Forse è per questa sua straordinaria affidabilità che la Nasa lo scelse come comandante della prima missione a toccare il suolo lunare. C’era curiosità al centro di controllo circa le parole che avrebbe detto Neil nel toccare il suolo lunare. Nessuno era informato sulle precise parole «that’s one small step for(a) man, one giant leap for mankind».
La scelta di fare uscire Armstrong per primo dal modulo lunare non venne apprezzata da Buzz Aldrin. La storia non dice se ci furono screzi tra i due, quello che è certo è che Aldrin evitò accuratamente di fare foto di Armstrong. L’unica immagine di Neil sulla Luna è la sua riflessione nella visiera di Aldrin. Piantano la bandiera americana, raccolgono sassi, depongono il retro riflettore che, da allora, riflette i fasci laser che gli inviamo per misurare accuratamente la distanza terra-Luna, ma, al momento di partire, si accorgono che la levetta che deve accendere il motore è rotta. Aldrin usa la sua penna per fare contatto e tutto va come previsto.
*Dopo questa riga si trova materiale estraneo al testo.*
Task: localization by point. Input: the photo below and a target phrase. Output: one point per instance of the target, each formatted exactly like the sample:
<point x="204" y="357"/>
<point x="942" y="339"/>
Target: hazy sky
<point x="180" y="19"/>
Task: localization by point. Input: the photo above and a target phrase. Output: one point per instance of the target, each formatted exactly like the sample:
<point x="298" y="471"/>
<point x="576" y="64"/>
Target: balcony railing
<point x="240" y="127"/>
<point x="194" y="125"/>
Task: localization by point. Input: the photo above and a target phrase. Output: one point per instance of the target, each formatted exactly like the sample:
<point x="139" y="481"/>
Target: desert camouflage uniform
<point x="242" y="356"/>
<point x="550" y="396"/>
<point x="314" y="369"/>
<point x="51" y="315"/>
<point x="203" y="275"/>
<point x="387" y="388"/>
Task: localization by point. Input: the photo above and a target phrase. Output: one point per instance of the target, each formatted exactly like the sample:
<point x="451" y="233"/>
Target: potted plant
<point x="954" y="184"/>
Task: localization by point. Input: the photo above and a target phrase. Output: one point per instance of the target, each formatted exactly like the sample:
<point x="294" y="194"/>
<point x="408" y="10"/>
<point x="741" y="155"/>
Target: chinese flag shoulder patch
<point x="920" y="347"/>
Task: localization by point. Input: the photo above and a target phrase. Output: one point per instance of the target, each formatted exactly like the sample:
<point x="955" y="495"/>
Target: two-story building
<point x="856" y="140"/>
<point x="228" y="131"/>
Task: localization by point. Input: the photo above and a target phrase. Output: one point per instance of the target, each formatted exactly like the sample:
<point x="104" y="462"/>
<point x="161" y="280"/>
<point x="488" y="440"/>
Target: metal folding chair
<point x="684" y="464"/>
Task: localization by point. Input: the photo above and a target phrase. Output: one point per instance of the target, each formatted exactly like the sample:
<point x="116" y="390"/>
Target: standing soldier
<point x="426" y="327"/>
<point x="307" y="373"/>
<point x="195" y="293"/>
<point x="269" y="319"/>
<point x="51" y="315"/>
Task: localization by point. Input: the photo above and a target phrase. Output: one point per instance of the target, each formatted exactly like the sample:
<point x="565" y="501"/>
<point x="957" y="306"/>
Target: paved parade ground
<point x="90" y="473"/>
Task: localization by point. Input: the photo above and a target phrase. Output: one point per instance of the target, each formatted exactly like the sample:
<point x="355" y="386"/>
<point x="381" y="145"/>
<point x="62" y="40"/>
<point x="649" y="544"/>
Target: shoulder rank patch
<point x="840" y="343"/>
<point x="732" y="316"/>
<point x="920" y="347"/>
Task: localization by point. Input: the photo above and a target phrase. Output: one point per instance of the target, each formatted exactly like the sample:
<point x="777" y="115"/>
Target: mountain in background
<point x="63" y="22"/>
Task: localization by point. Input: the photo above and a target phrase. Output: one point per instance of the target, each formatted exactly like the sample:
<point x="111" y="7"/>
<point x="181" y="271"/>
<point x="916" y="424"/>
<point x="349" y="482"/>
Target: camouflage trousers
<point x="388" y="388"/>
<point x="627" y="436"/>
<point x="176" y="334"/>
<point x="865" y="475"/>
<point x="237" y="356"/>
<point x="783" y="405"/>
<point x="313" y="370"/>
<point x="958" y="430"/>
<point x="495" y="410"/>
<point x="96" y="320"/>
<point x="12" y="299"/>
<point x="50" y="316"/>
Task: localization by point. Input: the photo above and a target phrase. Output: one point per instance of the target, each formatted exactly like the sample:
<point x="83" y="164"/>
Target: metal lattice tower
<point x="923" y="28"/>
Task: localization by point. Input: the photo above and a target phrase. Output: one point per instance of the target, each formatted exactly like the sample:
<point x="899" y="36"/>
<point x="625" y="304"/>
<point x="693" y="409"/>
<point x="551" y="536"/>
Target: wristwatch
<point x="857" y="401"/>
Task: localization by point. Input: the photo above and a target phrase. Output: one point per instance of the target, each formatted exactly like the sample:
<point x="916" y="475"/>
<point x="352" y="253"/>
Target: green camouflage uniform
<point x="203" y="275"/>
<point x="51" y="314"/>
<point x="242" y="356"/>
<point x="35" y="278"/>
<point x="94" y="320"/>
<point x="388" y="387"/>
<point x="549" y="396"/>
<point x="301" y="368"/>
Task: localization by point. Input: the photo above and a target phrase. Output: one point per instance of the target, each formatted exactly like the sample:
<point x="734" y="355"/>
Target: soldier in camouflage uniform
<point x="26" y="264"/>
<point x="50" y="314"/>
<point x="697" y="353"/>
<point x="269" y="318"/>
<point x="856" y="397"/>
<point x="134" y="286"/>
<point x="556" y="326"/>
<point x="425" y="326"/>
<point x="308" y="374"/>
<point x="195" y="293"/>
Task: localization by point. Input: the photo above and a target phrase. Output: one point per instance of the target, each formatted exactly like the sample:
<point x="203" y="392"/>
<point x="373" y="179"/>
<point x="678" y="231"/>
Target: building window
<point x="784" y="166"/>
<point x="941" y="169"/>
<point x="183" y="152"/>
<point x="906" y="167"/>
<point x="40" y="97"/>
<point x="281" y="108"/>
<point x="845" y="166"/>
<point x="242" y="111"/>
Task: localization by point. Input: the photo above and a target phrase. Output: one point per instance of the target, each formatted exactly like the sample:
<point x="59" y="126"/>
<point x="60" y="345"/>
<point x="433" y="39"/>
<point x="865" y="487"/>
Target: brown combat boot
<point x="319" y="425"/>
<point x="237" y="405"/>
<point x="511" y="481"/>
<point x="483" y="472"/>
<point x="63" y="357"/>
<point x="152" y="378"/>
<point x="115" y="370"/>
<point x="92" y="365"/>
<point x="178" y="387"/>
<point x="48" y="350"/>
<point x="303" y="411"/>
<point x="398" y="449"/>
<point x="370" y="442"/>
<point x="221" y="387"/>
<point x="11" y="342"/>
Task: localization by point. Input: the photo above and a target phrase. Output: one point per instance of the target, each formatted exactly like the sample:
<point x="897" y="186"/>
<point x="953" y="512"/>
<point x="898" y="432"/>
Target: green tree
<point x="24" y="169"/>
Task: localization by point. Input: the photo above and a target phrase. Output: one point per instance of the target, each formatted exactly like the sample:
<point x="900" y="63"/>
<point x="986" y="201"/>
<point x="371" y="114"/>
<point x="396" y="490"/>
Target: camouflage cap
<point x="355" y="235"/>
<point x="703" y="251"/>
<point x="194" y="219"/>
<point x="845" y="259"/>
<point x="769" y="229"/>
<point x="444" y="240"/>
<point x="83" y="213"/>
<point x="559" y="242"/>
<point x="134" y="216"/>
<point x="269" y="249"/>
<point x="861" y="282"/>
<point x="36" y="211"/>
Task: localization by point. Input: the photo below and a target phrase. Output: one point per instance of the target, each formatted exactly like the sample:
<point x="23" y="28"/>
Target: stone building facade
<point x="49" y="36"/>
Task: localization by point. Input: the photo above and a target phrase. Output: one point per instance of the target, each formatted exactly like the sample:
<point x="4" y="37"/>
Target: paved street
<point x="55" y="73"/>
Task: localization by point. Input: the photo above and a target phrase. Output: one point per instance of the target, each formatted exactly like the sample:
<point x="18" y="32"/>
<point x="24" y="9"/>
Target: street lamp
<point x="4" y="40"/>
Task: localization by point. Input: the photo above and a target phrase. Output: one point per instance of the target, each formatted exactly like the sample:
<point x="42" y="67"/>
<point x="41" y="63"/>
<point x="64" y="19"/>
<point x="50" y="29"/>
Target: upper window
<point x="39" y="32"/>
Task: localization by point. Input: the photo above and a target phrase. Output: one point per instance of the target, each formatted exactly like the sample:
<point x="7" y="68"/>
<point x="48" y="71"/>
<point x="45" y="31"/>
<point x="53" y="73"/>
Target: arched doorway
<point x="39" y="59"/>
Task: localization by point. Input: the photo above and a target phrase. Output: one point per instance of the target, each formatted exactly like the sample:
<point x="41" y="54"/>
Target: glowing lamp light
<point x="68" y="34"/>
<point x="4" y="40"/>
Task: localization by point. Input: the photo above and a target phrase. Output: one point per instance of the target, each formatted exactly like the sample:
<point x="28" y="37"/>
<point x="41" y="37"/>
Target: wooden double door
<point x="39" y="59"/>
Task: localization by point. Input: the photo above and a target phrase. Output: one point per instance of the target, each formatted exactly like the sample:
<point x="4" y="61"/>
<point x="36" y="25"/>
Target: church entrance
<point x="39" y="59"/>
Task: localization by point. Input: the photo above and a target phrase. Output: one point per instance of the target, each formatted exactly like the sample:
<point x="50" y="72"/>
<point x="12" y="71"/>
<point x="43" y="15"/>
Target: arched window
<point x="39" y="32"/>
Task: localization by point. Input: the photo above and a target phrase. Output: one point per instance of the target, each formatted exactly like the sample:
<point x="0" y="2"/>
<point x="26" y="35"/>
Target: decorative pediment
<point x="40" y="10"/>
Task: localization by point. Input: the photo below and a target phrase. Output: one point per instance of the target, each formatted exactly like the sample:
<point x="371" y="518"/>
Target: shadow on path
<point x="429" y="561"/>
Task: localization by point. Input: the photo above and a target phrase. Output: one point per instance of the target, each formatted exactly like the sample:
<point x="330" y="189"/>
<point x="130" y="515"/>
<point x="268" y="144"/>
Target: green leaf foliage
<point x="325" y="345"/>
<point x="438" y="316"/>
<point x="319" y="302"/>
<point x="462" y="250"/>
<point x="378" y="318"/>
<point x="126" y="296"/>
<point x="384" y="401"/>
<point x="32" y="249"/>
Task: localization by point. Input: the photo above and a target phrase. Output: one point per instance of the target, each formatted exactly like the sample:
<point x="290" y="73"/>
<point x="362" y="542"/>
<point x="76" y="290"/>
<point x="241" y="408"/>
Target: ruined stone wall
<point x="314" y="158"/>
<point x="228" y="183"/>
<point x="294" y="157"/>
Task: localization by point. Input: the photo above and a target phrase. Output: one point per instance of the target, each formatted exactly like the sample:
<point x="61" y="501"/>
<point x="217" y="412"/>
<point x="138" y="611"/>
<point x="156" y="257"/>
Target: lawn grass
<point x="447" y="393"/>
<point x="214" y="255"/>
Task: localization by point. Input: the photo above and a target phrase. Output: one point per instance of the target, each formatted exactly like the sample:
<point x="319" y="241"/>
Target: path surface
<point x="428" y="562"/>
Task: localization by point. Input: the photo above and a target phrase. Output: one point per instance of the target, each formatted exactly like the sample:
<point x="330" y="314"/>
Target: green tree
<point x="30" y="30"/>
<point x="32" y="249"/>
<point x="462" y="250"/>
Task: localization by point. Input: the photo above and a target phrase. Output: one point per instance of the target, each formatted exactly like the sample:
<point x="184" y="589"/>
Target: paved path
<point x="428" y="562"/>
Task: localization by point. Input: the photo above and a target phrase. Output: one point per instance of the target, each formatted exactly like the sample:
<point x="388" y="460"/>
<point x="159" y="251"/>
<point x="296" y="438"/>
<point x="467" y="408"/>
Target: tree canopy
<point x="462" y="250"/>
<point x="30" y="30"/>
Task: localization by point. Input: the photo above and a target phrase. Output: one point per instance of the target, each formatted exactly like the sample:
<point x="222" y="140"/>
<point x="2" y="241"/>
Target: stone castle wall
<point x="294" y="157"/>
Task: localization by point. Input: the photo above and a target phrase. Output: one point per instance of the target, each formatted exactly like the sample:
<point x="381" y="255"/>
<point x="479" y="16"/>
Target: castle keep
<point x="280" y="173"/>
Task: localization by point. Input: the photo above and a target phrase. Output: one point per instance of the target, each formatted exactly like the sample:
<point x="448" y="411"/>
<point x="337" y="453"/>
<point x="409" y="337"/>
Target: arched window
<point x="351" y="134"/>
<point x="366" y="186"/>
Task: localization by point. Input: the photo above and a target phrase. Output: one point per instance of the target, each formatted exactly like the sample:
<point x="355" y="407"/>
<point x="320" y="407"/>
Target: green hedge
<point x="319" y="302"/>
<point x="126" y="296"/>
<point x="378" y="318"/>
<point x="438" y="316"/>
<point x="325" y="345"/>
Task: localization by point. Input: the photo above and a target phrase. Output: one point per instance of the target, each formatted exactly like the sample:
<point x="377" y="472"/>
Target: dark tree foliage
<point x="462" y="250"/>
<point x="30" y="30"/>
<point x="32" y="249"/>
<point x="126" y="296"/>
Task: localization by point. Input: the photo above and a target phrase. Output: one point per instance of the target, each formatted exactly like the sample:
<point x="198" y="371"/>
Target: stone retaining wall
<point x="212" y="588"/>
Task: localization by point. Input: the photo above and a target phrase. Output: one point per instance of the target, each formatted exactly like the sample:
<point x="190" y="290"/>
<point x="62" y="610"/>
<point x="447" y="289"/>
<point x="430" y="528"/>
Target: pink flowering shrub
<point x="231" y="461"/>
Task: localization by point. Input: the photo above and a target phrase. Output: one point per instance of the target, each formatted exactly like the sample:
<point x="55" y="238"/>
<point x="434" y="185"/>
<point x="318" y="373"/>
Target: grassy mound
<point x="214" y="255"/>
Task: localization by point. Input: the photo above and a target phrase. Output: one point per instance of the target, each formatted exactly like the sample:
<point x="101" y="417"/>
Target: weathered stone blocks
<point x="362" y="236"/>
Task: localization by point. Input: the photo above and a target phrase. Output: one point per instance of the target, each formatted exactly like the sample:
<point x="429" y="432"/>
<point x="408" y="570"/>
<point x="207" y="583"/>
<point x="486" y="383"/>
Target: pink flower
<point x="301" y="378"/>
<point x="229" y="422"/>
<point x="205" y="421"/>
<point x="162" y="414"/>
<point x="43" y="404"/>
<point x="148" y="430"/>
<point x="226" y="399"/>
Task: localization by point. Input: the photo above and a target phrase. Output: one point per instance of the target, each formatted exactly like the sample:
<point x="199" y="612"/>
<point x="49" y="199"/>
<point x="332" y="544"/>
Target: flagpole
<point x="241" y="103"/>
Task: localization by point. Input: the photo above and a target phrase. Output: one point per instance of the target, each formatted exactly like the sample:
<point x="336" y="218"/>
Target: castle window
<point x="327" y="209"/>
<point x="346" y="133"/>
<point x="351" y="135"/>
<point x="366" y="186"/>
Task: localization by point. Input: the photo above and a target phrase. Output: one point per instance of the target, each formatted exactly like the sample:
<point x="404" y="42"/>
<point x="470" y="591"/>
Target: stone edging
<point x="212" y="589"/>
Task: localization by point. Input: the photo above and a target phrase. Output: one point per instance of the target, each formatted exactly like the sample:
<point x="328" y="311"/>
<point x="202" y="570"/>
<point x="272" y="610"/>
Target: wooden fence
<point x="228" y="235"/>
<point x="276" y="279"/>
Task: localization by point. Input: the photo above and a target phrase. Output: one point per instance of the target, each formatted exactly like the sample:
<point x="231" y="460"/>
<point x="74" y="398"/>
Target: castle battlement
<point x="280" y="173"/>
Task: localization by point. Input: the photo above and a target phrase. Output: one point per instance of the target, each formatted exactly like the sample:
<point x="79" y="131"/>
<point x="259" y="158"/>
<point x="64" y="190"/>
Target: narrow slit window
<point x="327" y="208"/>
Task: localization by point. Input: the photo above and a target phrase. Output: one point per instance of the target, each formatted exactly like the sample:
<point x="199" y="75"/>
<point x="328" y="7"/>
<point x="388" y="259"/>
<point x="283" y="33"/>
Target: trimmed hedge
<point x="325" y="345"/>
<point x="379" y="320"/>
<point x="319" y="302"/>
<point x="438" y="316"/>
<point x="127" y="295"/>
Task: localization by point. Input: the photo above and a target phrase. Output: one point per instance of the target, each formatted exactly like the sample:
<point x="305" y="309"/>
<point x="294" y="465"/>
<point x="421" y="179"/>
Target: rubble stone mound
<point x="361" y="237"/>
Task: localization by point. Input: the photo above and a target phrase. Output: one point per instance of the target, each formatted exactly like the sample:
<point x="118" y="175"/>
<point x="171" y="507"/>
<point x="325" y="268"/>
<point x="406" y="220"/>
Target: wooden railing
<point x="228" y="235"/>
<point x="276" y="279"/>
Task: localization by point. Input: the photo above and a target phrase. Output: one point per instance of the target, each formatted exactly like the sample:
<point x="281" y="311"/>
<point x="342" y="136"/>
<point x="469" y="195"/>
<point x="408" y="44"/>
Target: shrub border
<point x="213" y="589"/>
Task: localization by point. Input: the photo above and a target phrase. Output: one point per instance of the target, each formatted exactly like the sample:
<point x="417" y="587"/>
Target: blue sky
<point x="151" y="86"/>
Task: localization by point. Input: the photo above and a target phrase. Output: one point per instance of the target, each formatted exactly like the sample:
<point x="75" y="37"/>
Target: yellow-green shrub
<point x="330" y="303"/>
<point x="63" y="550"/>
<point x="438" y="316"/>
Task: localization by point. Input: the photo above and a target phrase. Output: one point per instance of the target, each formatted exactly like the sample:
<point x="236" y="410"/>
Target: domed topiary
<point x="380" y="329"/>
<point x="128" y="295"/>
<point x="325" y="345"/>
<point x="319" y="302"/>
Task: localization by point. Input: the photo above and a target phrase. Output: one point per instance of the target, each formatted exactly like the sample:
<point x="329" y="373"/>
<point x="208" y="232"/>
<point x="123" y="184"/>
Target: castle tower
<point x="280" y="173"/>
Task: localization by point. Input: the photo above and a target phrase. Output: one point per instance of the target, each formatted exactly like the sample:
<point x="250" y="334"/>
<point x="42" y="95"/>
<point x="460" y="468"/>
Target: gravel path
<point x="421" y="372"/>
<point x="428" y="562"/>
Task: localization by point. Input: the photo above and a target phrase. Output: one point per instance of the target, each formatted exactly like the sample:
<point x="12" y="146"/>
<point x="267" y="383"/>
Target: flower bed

Armstrong e Aldrin si ricongiungono con Collins che li aveva pazientemente attesi in orbita lunare e tornano a casa con splashdown nel Pacifico e ripescaggio sulla portaerei USS Hornet dove li aspetta il presidente Nixon.
Vale la pena di ricordare che il successo della missione era tutt’altro che scontato e lo stesso Nixon aveva registrato un "coccodrillo" nel caso di un fallimento. Invece tutto andò nel migliore dei modi e, dopo il periodo di quarantena, gli astronauti divennero il simbolo dell’America democratica che ha vinto la corsa alla Luna battendo il colosso sovietico.